Les protégés de Francisco Maturana entament la rencontre avec un onze quasiment identique à celui qui avait affronté le Cameroun en demi-finales, la seule nouveauté se nommant Elson Becerra, lancé en lieu et place du milieu offensif Arnulfo Valentierra. De son côté, Senol Gunes a préféré faire tourner son effectif après la défaite face à la France. La formation turque débute avec une défense complètement remodelée, mais aligne toujours les deux feux follets de l’attaque, Tuncay Sanli et Gokdeniz Karadeniz.

Impressionnant depuis le début de la compétition, Sanli ne tarde pas à se mettre en valeur. A l’instar de Hakan Sukur, qui avait ouvert le score de la petite finale de la Coupe du Monde de la FIFA, Corée/Japon 2002 dès la 11ème seconde de jeu, le numéro 9 rouge n’attend même pas la deuxième minute de jeu pour faire trembler les filets colombiens. Sanli, qui pourrait bien incarner l’avenir de l’attaque ottomane, profite d’une médiocre relance de Oscar Córdoba doublée d’une hasardeuse tête en retrait de Jorge López pour s’emparer du cuir. En vrai buteur, il frappe fort et trompe la vigilance de Córdoba (0:1, 2’). C’est le troisième but de l’attaquant de Fenerbahce depuis le début de la compétition.

Cet ouverture du score précoce a le don de lancer la rencontre. Eperonnée par le désavantage, la Colombie se lance à l’assaut des cages turques et construit une belle action à la 8ème minute. C’est Víctor Aristizábal qui se trouve à la conclusion, mais sa frappe est bien bloquée par le gardien Omer Catkic. Quant aux Ottomans, ils jouent à fond les inévitables contres et manquent d’un rien de creuser le score.

De l’extérieur du droit, Tuncay sert admirablement Serkan Balci, qui s’en va affronter Córdoba. Sauf que le milieu de Genclerbirligi pousse trop son ballon et s’en voit dépossédé. Le cuir revient à Karadeniz, dont la classe n’est pas récompensée, son joli lob ne retombant pas dans les buts vides (18’). Celui-ci se reprend quelques minutes plus tard en adressant une bonne frappe à ras de terre depuis la limite des 18 mètres, mais il tombe sur la main ferme de Córdoba, qui dévie le ballon en corner.

Ballottés, les Sud-américains ne se découragent pas, mais ils éprouvent de grandes difficultés à percer la muraille expérimentale rouge. Giovanni Hernández s’essaie sur un tir sans contrôle (35’), imité deux fois de la tête par Mario Yepes en fin de mi-temps, mais rien n’y fait.

La pause fait du bien à la Colombie, qui attaque la deuxième période tambour battant. Elle rate de peu l’égalisation à la 49ème minute après une belle chevauchée du remplaçant Eudalio Arriaga sur la gauche, suivie d’un centre.
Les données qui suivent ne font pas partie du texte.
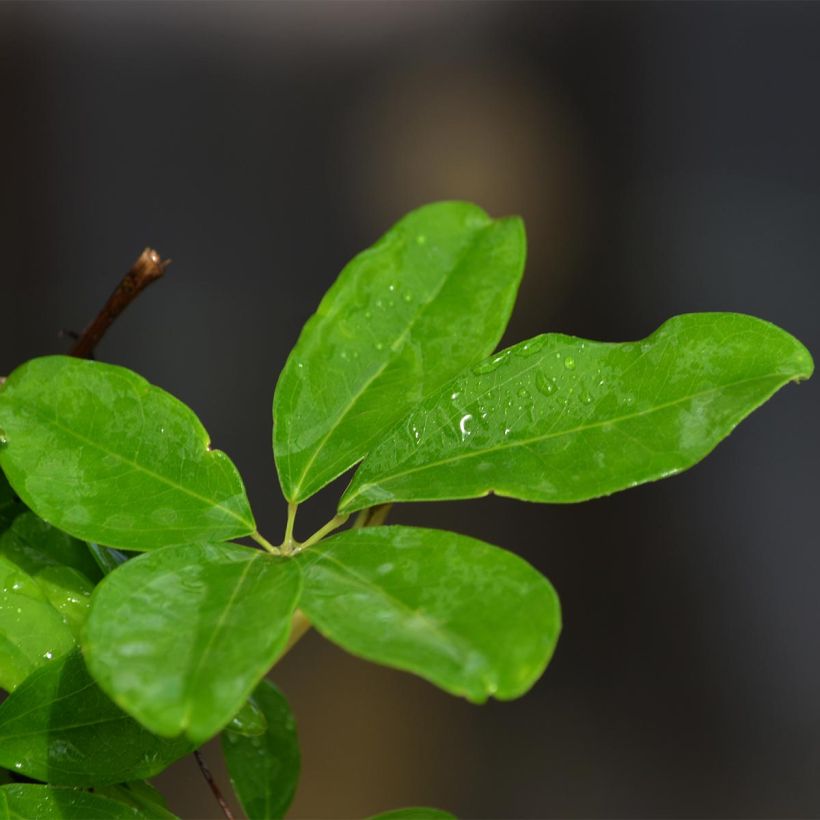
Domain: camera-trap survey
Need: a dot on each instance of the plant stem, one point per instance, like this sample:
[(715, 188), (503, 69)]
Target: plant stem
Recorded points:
[(331, 525), (265, 544), (379, 515), (289, 541), (299, 623), (206, 773), (147, 269), (361, 518)]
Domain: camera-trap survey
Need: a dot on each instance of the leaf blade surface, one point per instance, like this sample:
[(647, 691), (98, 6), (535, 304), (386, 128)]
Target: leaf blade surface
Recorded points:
[(471, 618), (46, 578), (264, 769), (97, 451), (24, 801), (58, 726), (432, 296), (179, 637), (559, 419)]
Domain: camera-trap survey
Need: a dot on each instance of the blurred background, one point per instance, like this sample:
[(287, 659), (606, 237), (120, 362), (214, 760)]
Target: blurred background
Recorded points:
[(665, 159)]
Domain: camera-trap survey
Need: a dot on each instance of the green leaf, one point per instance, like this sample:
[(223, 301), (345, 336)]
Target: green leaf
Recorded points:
[(180, 637), (24, 801), (249, 721), (560, 419), (473, 619), (264, 770), (10, 505), (100, 453), (415, 813), (46, 577), (59, 727), (142, 796), (431, 297), (106, 558)]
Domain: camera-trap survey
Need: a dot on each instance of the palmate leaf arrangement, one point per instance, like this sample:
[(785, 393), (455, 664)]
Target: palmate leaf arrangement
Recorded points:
[(119, 664)]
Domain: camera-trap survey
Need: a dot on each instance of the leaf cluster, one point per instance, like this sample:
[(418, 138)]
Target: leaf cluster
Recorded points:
[(134, 627)]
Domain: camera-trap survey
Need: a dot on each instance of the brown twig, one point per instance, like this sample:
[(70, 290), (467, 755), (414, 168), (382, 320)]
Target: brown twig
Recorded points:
[(147, 269), (206, 773)]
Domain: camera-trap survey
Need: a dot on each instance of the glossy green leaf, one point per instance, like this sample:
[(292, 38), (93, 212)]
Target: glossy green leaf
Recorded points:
[(46, 579), (414, 813), (10, 505), (25, 801), (560, 419), (141, 796), (181, 636), (431, 297), (249, 721), (473, 619), (59, 727), (264, 770), (100, 453)]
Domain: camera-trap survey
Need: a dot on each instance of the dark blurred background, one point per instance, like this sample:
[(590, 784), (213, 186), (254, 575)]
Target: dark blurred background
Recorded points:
[(665, 158)]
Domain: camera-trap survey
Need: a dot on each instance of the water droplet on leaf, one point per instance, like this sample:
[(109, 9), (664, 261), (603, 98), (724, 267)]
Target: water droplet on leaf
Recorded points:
[(544, 384)]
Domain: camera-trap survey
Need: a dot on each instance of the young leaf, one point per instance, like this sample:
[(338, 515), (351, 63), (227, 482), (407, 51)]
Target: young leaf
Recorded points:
[(559, 419), (180, 637), (100, 453), (59, 727), (46, 581), (25, 801), (473, 619), (415, 813), (431, 297), (264, 770)]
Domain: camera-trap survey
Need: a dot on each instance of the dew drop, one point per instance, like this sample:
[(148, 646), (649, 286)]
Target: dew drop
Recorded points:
[(489, 365), (544, 384), (531, 347)]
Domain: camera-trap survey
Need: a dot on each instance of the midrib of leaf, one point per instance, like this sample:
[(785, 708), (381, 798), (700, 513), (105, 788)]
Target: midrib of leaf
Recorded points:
[(135, 465), (186, 719), (570, 432), (444, 634), (71, 694), (52, 729), (423, 307)]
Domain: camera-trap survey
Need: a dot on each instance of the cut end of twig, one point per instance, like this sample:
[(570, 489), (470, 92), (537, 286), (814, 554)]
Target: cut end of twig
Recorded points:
[(150, 264), (149, 267)]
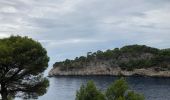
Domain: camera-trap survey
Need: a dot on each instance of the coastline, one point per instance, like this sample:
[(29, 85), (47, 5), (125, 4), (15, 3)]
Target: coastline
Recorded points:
[(111, 72)]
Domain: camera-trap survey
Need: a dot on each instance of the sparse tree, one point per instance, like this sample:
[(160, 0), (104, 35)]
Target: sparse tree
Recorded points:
[(22, 63)]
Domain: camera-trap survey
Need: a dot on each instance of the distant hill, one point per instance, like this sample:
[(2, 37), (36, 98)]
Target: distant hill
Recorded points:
[(128, 60)]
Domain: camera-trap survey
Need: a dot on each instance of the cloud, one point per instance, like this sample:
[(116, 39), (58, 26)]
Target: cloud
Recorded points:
[(70, 28)]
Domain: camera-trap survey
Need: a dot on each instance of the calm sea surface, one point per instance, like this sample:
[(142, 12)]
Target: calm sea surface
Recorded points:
[(64, 87)]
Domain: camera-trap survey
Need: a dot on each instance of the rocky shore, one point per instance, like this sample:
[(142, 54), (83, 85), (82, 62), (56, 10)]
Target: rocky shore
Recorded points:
[(110, 71)]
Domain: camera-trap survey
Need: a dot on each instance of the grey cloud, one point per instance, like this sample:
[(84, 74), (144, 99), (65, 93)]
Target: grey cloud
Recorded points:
[(69, 28)]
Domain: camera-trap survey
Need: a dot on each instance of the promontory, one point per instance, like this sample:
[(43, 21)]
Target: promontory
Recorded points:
[(128, 60)]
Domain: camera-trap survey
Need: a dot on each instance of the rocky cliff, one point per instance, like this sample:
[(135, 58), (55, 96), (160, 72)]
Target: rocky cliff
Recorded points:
[(128, 60)]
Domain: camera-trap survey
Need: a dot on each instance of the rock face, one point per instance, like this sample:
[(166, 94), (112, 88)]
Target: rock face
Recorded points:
[(128, 60), (114, 72)]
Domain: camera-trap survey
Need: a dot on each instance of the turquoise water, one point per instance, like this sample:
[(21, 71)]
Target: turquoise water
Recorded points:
[(64, 88)]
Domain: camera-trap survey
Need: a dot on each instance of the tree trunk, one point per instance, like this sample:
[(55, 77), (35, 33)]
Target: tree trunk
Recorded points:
[(4, 93)]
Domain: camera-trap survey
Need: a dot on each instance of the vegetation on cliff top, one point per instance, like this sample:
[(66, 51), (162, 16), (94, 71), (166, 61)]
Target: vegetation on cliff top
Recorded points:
[(127, 58)]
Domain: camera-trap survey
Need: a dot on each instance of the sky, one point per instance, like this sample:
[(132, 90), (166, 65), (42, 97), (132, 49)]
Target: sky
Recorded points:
[(71, 28)]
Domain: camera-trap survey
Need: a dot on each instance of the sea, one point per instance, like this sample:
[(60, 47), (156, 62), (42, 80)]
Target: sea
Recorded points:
[(65, 87)]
Seul à la lisière des six mètres, Aristizábal place une frappe qui s’écrase contre le poteau.

Dominant le jeu de la tête et des épaules, les Cafeteros signent l’égalisation au terme d’une action d’excellente facture. A l’origine et à la conclusion du mouvement, qui voit quatre autres joueurs toucher le cuir, Hernández trompe habilement Omer Catkic, sorti à sa rencontre (1:1, 63’). Cette troisième réalisation depuis le début du tournoi lui permet de rejoindre Sanli, Henry, Pires et Nakamura au sommet du classement des buteurs.

Les hommes du Bosphore passent ensuite un mauvais quart d’heure, pendant lequel le portier leur sauve la baraque à deux reprises. Il arrête d’abord un bon tir des 25 mètres de Aristizábal (72’) puis met son corps en opposition pour contrer un petit ballon de Hernández dans la surface (78’).
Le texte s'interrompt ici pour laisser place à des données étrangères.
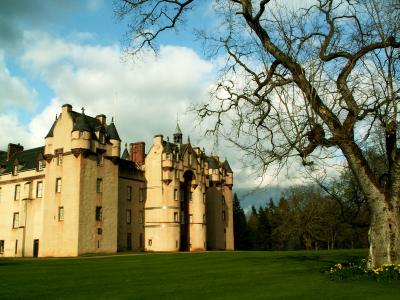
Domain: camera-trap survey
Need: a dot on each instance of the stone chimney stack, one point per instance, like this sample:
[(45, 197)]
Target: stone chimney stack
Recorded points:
[(101, 118), (13, 149), (137, 152)]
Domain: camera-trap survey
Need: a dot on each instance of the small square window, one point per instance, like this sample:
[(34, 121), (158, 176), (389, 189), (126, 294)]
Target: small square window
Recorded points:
[(58, 185), (129, 193), (39, 189), (141, 217), (142, 194), (99, 213), (15, 170), (176, 217), (100, 159), (17, 194), (40, 165), (99, 185), (59, 159), (128, 216), (61, 213), (16, 220)]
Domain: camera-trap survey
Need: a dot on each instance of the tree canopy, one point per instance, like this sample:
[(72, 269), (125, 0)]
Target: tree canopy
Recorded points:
[(303, 84)]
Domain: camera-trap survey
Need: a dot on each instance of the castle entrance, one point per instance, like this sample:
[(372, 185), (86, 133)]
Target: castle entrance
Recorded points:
[(186, 197)]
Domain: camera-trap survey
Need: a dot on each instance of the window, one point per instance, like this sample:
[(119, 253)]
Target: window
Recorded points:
[(101, 138), (129, 193), (17, 194), (61, 213), (176, 217), (128, 216), (16, 220), (142, 194), (141, 217), (39, 189), (40, 165), (182, 217), (59, 159), (58, 185), (99, 185), (15, 170), (100, 159), (99, 213)]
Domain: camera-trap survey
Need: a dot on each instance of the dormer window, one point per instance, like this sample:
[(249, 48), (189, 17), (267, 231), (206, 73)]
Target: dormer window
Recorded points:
[(102, 138), (15, 170), (40, 165), (100, 159), (59, 159)]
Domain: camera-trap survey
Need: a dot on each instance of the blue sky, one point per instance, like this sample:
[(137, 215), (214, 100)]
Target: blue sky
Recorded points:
[(54, 52)]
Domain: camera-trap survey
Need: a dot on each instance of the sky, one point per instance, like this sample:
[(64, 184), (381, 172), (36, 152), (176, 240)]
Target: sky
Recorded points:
[(54, 52)]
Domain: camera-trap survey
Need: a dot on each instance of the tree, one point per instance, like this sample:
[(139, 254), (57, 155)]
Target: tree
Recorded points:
[(240, 230), (303, 84)]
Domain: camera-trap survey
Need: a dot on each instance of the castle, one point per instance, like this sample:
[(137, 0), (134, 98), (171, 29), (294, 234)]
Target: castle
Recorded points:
[(79, 195)]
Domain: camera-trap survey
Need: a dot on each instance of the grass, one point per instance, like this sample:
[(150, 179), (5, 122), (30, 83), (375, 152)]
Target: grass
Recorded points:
[(210, 275)]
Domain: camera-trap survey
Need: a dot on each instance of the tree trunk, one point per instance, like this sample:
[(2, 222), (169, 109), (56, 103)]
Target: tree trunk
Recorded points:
[(384, 234), (384, 230)]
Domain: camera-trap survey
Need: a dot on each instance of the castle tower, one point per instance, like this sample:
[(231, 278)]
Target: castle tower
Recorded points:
[(177, 135)]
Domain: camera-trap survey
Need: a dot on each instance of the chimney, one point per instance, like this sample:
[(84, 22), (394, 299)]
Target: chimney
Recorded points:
[(101, 118), (137, 152), (13, 149), (66, 108)]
Certes secouée par cette tempête tropicale, la formation de Gunes s’en sort indemne, voire renforcée. Alors que la rencontre semblait s’acheminer vers les prolongations – ce qui aurait constitué une première dans cette édition -, le remplaçant Okan Yilmaz douche tous les espoirs colombiens. Bien servi par l’omniprésent Sanli à vingt mètres des buts, il contrôle et place le cuir au ras du poteau de Córdoba, parfaitement impuissant sur ce coup (1:2, 86’).